The results of factor importance by the RF model as the best algorithm in this research showed that distance from the rivers had an important influence on flood susceptibility, followed by profile curvature, slope, TWI, and altitude. The results of Khosravi et al. (2018) showed that altitude had the highest importance in modelling flood susceptibility, followed by distance from the river, NDVI, soil type, and slope. This shows that in spite of differences between the importance of factors affecting the flood susceptibility, there are some shared results, for instance, for distance from the river, and slope. The differences between the important values in this study and Khosravi et al. (2018) could be related to the physical, topographical, and hydrological characteristics of the watersheds. Floods occur in certain distances from rivers; thus, this factor has had a high contribution to the modelling.

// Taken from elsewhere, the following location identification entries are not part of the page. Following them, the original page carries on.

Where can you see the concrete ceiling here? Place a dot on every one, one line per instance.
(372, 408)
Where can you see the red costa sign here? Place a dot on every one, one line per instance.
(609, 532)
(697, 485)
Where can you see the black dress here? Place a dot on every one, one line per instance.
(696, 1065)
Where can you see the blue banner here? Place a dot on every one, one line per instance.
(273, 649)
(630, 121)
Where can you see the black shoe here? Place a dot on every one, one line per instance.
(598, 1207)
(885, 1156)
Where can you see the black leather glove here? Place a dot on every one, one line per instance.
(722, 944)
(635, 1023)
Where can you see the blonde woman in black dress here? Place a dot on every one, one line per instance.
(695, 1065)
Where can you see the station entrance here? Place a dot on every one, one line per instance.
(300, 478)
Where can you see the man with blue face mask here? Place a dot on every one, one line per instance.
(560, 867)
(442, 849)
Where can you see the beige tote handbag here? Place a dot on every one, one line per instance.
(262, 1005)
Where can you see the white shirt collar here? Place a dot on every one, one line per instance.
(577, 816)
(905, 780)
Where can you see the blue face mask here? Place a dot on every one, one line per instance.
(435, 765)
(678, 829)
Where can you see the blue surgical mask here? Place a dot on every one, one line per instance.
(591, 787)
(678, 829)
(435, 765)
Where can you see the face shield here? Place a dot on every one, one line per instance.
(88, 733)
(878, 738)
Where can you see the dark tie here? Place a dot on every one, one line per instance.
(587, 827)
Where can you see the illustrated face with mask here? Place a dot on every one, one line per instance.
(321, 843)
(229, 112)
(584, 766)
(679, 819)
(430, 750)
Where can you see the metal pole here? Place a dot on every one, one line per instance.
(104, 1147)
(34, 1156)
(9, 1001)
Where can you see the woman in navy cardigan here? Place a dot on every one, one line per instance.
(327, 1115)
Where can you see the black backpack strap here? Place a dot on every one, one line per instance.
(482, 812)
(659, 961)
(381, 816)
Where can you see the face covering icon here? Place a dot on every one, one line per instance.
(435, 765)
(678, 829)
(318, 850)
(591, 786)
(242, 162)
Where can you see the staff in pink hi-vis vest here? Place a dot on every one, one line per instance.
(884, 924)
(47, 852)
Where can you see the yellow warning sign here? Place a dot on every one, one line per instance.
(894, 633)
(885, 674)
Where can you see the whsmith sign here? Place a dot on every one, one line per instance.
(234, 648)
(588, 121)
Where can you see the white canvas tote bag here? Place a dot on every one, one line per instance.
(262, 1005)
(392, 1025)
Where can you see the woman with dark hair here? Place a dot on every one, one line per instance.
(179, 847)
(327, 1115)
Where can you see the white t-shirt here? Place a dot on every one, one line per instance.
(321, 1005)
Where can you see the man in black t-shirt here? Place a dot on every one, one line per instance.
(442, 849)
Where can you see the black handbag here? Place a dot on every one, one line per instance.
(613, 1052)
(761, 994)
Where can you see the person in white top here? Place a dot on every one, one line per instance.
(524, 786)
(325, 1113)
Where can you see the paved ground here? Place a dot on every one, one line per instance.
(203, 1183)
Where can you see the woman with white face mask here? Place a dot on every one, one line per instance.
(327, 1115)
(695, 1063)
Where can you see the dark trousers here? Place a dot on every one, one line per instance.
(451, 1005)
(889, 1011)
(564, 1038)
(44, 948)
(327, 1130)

Higher slopes are related to higher elevations where drainage density is higher and flood discharge is lower. Therefore, we do not expect flood occurrence in those areas. A range of slopes between mountainous and plain areas where discharge reaches higher amounts is more susceptible to flood occurrence. Profile curvature, TWI as secondary topographical factors as well as altitude impact the drainage development in different parts of the watershed, runoff speed, and erosion and sediment ratio.

Conclusion

The current study approved the high performance of the EGB in FSM compared with the RF as the benchmark algorithm in such studies. The RF and EGB models had AUC values of more than 0.98, which is regarded as excellent prediction ability in classification issues. Therefore, it can be concluded that the EGB can be utilized for FSM. In addition to the performance analysis, the importance of the factors was also assessed and depicted that the high importance of the distance from the river, profile curvature, slope, TWI, and altitude in the modelling process of flood occurrence. It is also concluded that the topographical of DEM-derived factors have great influence. This finding gives insight to researchers to target the factors for future studies and select them in a better way. The current study gives a regional perspective to flood control sector to focus on potentially disastrous areas and mitigate the damages. More precisely, the northern parts of the watershed are more susceptible and flood control strategies should be concentrated to those spots. For future studies, it is recommended to apply different optimization algorithms to enhance the performance of the EGB and produce more reliable flood susceptibility maps.